The purpose of providing the anti-reflective layer 70 is to prevent the light signal penetrating the light sensing element 16 from being reflected by other structures (for example, the substrate) below the light sensing element 16, because the light signal hitting other structures (for example, the substrate) is reflected back to the light sensor. The light signal of the detection element 16 will interfere with the light signal reflected by the fingerprint that the light sensing element 16 senses, thereby affecting the quality of the output fingerprint image.

Referring to FIG. 3 , according to an embodiment of the present disclosure, an electronic device 10 is provided. FIG. 3 is a schematic cross-sectional view of the electronic device 10 .

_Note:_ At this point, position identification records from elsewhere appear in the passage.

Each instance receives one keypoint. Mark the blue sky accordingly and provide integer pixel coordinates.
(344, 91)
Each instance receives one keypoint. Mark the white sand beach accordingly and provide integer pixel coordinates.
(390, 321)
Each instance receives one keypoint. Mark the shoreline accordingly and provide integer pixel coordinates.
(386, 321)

The structure and material composition of each component in the electronic device 10 shown in FIG. 3 is similar to the electronic device 10 shown in FIG. 1 , and will not be described again here. The main difference from Figure 1 is that in Figure 3, the anti-reflection unit 12 includes a substrate 12' and an anti-reflection layer 70, and the anti-reflection layer 70 is disposed on one side of the substrate 12'. Specifically, the substrate 12' includes a first side S1 and a second side S2 opposite to the first side S1. The anti-reflective layer 70 may be disposed on the first side S1 of the substrate 12', and the circuit layer 14 may be disposed on the second side S2. Circuit layer 14 may include thin film transistors 33 . The light sensing element 16 is disposed on the circuit layer 14 and is electrically connected to the thin film transistor 33 . The material composition and dimensions of the anti-reflective layer 70 and other components shown in Figure 3 are as mentioned above and will not be described again here. The anti-reflective layer 70 is disposed under the substrate 12' (first side S1) and can be used to absorb the light signal penetrating the light sensing element 16 and the substrate 12 to prevent the light signal from being reflected back to the light sensing element 16.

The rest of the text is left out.